Four thermocouples are installed in the reformer system to observe its thermal behavior. Figure 4 shows the performance of methanol steam reformer system without AHRM (named reference case). This heat duty is normalized with design conditions. When the combustor’s methanol flow rate reaches 0.003 mol/s, then that heat duty is defined as a 100% load. At this condition, the adiabatic flame temperature of the burner combustion chamber is set to be 950 °C. The airflow rate of the methanol burner is determined practically by the manufacturer.

The heat duty variation is determined by experiment. As heat duty is lowered, the micro-channel evaporator absorbs most thermal energy so that the reforming reaction is scarcely activated. In this study, the heat duty is limited to 115% or higher under given operating conditions that is maintaining heat source inlet temperature stably. Below the 115% heat duty, the heat source temperature at the inlet of reforming section is not ensured to activate the steam reforming reaction of methanol. As the fuel flow rate to the burner is increased, the system thermal energy is increased. The temperatures of components are raised by an increase in the burner heat duty. As the heat duty is increased from 115% to 135% of burner fuel, the gradient of reformed gas temperature is steeper than that of other temperatures. However, as shown in Figure 4b, the concentration of hydrogen and carbon dioxide is steadily maintained. On the other hand, concentration of carbon monoxide is increased significantly about four-fold from 0.16% to 0.64%.

Since the temperature at the reformer inlet (TC 2) and outlet (TC 4) is vital to determining the amount of thermal energy consumed for the reforming reaction, those two parameters are increased with higher heat duties. In addition, the temperature of the reformer outlet (TC 4) directly affects the concentration of carbon monoxide. Thus it is necessary to control the temperature of the reformer outlet (TC 4) to reduce carbon monoxide. Even though the methanol conversation rate is increased with heat duty, the results show that hydrogen yields is not only improved but the carbon monoxide concentration is sensitive to the heat duty conditions.
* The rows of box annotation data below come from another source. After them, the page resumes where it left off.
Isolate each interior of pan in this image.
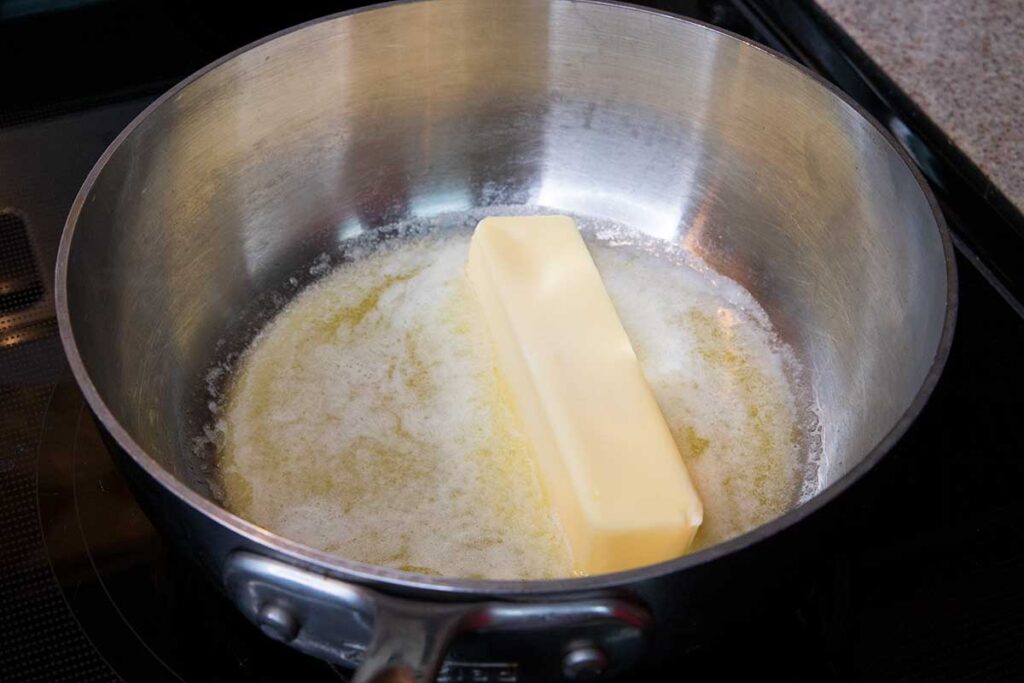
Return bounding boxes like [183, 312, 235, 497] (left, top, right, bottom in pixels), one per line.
[62, 0, 949, 581]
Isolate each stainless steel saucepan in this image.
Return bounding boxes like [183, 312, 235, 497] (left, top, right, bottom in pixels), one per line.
[56, 0, 955, 681]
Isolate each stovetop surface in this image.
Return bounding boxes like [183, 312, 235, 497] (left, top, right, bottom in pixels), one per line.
[0, 1, 1024, 681]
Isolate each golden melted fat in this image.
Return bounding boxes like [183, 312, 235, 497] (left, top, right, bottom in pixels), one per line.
[217, 229, 806, 579]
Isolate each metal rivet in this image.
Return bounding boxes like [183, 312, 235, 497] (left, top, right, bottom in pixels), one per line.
[562, 645, 608, 681]
[258, 603, 299, 643]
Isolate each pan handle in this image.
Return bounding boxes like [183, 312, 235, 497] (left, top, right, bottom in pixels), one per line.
[224, 551, 650, 683]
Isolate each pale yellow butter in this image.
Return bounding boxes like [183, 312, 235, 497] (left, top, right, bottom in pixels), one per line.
[467, 216, 703, 574]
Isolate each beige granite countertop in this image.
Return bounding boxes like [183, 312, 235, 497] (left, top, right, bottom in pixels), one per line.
[816, 0, 1024, 211]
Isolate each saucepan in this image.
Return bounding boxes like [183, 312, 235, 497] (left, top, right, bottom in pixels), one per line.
[56, 0, 956, 681]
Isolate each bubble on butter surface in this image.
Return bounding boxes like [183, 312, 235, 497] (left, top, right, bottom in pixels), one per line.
[216, 231, 806, 579]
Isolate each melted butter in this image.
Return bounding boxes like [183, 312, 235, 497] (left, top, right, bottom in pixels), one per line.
[218, 234, 804, 579]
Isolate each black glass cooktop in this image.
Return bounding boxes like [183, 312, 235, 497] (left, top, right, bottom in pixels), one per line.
[0, 0, 1024, 681]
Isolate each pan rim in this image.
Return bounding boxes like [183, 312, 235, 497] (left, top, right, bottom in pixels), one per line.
[54, 0, 958, 598]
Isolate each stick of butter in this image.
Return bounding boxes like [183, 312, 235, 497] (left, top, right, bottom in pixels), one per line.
[466, 216, 703, 574]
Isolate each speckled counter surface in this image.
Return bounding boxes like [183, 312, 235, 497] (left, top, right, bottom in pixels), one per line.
[816, 0, 1024, 212]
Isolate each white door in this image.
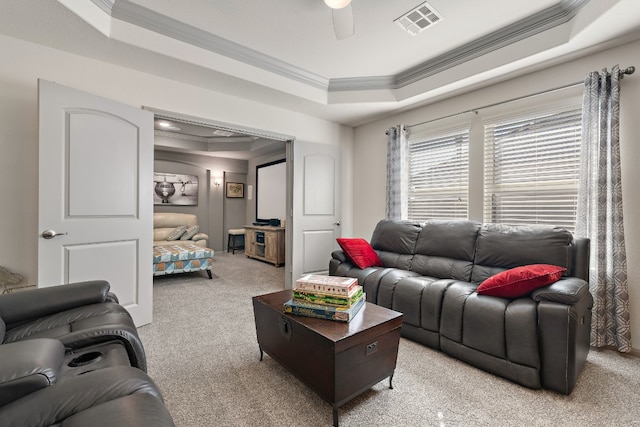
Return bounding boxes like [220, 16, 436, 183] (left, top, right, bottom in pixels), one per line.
[38, 80, 153, 326]
[287, 141, 341, 287]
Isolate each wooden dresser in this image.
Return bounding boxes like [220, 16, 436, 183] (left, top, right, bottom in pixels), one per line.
[244, 225, 285, 267]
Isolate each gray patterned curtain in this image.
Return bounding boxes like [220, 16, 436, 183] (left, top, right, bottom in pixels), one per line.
[576, 66, 631, 352]
[385, 125, 407, 220]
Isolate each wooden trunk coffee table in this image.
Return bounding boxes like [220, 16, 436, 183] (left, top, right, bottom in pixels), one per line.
[253, 290, 402, 427]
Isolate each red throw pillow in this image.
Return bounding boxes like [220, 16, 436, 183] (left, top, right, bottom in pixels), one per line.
[336, 237, 382, 268]
[477, 264, 567, 298]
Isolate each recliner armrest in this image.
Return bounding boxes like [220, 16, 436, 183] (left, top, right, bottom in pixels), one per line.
[0, 338, 64, 406]
[331, 250, 349, 262]
[0, 280, 110, 325]
[531, 277, 591, 305]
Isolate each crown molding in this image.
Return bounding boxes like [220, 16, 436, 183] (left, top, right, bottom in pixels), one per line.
[329, 0, 590, 92]
[105, 0, 329, 90]
[91, 0, 116, 15]
[91, 0, 590, 92]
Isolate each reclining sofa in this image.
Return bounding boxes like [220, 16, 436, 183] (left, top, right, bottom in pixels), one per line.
[0, 280, 174, 427]
[329, 220, 593, 394]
The thermal efficiency of the system is as follows:

$$\mathrm{System}\mathrm{Thermal}\mathrm{Efficiency}:\eta =\frac{{\dot{m}}_{H_2}\times LH{V}_{H_2}}{{\dot{m}}_{C{H}_{3}OH}\times LH{V}_{C{H}_{3}OH}}(\%)$$

(1)

Figure 5 shows that the system thermal efficiency of the system in terms of heat duty. The system thermal efficiency is fairly low compared with other reforming systems. Its efficiency decreases slightly when the percentage of methanol fuel for the burner grows from 115% to 135%. However, there is an exception in which the 125% case is the largest with a value of 65.24%. At the conditions, since the methanol flow rate to the burner is lowered to maintain exit temperature, the unexpected lower methanol flow rate results in an increase in thermal efficiency which seems to control issues of the burner. Beside the heat duty condition, the system thermal efficiency is decreased slightly with increasing heat duty.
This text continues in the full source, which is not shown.